Já a dama Matilde personifica a mulher da alta sociedade na virada do século 19 para o 20. Insegura, apaixonada, rica e com forte inclinação para a loucura, Matilde lembra muito o papel de Ingrid Bergman no famoso filme de 1944 Gaslight (À Meia Luz), no qual interpreta uma jovem herdeira que sofre abusos psíco-emocionais. Mas a grande promessa é Ugo Pastore. Exímio atirador, Ugo tem um problema na visão esquerda que em nada o impede de ter uma pontaria incrível. Apesar disso nega-se a matar. Não quero dar "spoiler", mas só posso dizer que Manfredi conseguiu construir um herói sombrio, íntegro, amável, mas ao mesmo tempo seguro e firme, e que ao final de FACE OCULTA terá sido provado e se transformado em alguém digno de ser um verdadeiro e sombrio herói. Qualquer semelhança de personalidade com um certo Bruce Wayne acredito não ser mera coincidência, só que no caso de Ugo é melhor, porque o leitor consegue submergir no drama pessoal do personagem e assim realmente se torna próximo dele. Algo que, em relação à Bruce Wayne nunca tivemos muita chance de fazer, já que sua história sempre nos foi narrada em flashes.

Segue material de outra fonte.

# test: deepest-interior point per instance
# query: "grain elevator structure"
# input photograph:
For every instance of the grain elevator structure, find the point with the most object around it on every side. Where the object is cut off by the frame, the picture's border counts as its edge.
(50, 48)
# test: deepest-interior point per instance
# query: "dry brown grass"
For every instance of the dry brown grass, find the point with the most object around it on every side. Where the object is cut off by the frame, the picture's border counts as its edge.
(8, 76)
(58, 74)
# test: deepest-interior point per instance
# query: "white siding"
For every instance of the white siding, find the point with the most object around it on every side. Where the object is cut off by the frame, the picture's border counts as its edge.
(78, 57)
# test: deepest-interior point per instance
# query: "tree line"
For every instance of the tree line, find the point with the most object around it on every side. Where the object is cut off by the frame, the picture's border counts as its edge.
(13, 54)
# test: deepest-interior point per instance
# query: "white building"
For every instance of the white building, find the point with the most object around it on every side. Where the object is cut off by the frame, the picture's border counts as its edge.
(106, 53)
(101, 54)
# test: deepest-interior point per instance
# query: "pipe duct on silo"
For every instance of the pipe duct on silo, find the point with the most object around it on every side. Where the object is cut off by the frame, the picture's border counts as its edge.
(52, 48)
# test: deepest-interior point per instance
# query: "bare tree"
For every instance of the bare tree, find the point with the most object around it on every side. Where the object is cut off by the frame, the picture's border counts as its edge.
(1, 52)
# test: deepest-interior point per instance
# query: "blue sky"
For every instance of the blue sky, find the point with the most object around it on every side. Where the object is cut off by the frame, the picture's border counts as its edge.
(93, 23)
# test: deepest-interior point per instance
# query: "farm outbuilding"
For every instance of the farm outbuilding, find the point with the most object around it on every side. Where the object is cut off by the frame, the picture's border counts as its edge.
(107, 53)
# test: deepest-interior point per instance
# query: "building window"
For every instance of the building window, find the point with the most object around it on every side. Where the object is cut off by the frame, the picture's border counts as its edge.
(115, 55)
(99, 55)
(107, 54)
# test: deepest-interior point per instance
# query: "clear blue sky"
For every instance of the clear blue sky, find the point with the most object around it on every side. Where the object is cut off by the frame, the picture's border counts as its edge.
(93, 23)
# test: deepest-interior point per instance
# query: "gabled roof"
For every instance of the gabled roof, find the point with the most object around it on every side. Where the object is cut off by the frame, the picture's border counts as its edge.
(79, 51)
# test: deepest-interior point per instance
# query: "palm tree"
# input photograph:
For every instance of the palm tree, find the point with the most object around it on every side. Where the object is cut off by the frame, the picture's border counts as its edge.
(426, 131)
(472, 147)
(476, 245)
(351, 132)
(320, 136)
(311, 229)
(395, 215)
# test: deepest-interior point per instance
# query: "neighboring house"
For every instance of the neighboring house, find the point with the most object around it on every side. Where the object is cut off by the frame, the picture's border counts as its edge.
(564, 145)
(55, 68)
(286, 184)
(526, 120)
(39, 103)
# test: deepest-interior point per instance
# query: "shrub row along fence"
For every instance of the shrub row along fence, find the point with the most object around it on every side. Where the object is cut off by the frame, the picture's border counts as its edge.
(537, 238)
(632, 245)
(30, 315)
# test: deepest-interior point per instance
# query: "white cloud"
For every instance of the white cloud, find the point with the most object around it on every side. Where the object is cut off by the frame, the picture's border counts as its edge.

FACE OCULTA entrega uma história épica como há muito tempo não via. Não é exagero compara-la a outras obras épicas que tiveram como pano de fundo Guerras e sofirmento como é o caso de "...E O Vento Levou" de
Margaret Mitchell e "Dr. Jivago" de
Boris Pasternak. No início de cada capítulo de FACE OCULTA,
Gianfranco Manfredi escreve excelentes textos introdutórios que contextualizam e dimensionam muito bem o desenrolar da trama. Uma novidade (para minha alegria) que fiquei sabendo assim que terminei de ler FACE OCULTA, é que a história tem continuação com
Ugo Pastore à frente, e já está em financiamento coletivo na
Plataforma Catarse. Intitulada
Shangai Devil, o leitor continuará acompanhando a trama tendo agora um outro pano de fundo histórico,
A Rebelião dos Boxers na China entre 1899 e 1901. Minha sugestão à você seria ler FACE OCULTA e apoiar o projeto de
Shangai Devil. Valerá a pena!
O Rei Menelik II e sua poderosa consorte, a Rainha Taitú.